No link between pollution of the harvesting areas and the detected heavy metal contents in the batches was found. For example, the Saint-Felix harbour might be considered polluted due to anthropogenic discharges linked to fishing vessels [98]. However, it showed metal concentrations similar to other batches, except for arsenic or chromium. The batches from “Plage des Galets” also showed high contents of arsenic or lead despite lower levels of apparent pollution sources. This lack of correlation may be due to the absorption kinetics of seaweeds. Interestingly, work on Sargassum thunbergii showed that accumulation was visible only after three days of contact with a solution containing metal ions [99]. The variation in heavy metal content in the algae would therefore be due to pollution encountered by the floating mats during their growth and movement.

The high heavy metal content hinders the valorisation of the algae. In this regard, both national and international regulations have defined limits to the concentration of metals in algae for certain uses, such as fertiliser or animal feed. For example, European Commission Regulation (EU) 2019/1869 of 7 November 2019 sets limits of 10 mg·kg⁻¹ for arsenic, 10 mg·kg⁻¹ for lead, and 0.1 mg·kg⁻¹ for mercury in complete feeds entirely from seaweed (%DW = 88%) in the European Union [100]. All the batches studied (Table 4) exhibit an arsenic content that is too high to be used as animal feed.

The implementation of a seaweed biorefinery process would make it possible to generate high added-value fractions free of heavy metals. Indeed, when alginates are extracted, their transformation into alginic acid and then into sodium alginate would enable toxic cations to be replaced by sodium ions.

5. Conclusions

This study was carried out to determine the variation in composition of various batches of Sargassum spp. seaweeds depending on the area and year of harvest. In accordance with previous works, it was shown here that the seaweeds are mainly composed of alginates (17.75–30.19% DW), glucan (14.59–22.00% DW), minerals (14.48–19.86% DW) and fucan (8.21–12.63% DW). They have low contents of lipid, mannitol, and polyphenol (0.40–1.10% DW, 1.95–2.80% DW, and 7.45–11.02 mg·g⁻¹ GAE, respectively). Fatty acid profiles of the Sargassum lipid extracts showed that the major fatty acid is palmitic acid. In addition, there are great similarities between the different batches of algae. By using this analytical method, the nitrogen/protein conversion factor was determined to be 6.54, which is specific to Sargassum spp., and is quite different from values proposed in previous studies. It also has been identified that the acid-insoluble residue was not lignin but a degradation product of alginates. Finally, high contents of toxic heavy metals were found in the Sargassum, with some batches exceeding European standards for animal feed. The concentration of these metals does not seem to depend on the location of harvest (localised pollution).

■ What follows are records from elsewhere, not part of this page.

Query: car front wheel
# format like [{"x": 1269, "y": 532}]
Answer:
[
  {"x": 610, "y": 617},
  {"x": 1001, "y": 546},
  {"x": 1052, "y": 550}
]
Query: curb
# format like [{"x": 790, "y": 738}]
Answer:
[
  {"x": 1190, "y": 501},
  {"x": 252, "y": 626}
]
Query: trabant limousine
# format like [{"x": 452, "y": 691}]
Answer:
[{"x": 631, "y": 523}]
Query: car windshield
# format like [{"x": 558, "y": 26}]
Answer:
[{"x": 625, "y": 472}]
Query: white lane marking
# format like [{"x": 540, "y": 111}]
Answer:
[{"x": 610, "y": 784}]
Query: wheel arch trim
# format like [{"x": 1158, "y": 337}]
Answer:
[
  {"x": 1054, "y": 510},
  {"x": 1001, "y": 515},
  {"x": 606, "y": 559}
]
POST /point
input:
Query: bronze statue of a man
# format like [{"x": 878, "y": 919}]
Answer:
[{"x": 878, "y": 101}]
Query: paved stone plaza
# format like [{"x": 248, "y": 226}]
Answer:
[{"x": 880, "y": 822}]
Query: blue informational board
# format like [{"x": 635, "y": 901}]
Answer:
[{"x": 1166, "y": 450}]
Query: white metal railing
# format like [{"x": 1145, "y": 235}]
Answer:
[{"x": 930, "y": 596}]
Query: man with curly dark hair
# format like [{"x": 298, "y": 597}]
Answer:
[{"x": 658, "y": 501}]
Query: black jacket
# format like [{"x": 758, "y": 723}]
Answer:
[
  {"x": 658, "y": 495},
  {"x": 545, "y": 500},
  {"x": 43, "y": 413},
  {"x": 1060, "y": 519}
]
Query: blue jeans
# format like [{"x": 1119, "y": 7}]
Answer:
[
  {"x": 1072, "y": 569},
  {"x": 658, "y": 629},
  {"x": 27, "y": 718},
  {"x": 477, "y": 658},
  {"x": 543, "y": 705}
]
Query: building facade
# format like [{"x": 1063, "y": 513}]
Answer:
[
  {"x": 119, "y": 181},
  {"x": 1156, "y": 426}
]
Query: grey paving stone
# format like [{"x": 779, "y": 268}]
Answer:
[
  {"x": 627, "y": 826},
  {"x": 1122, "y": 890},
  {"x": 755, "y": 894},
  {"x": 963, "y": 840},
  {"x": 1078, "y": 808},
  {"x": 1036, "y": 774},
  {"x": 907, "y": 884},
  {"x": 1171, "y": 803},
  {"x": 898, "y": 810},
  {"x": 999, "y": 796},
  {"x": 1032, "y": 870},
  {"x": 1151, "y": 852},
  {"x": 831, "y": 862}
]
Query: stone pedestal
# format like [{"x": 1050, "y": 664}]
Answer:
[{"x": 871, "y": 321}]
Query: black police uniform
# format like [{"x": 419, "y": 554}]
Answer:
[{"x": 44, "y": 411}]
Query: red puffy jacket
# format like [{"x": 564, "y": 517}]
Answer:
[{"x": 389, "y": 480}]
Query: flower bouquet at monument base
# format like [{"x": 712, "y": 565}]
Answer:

This study has shown that structural carbohydrates (glucan, fucan, alginates) show little variation depending on where they are collected; although there was a greater difference depending on harvesting year. The other analytes, present in smaller quantities, show greater variability in their levels, which can vary up to a factor of four (lipids). Analysis of the floats showed a composition similar to that of the rest of the algae. Seaweed storage in the spreading zone did not seem to alter their composition. In summary, the variability in the composition of the algae does not appear to be a hindrance to their future exploitation but the presence of high levels of heavy metals can hinder their use in certain applications (materials, animal feed, fertilisers, etc.), except for energy recovery. A solution could lie in the choice of processes used in the biorefinery to separate them from the fractions of interest.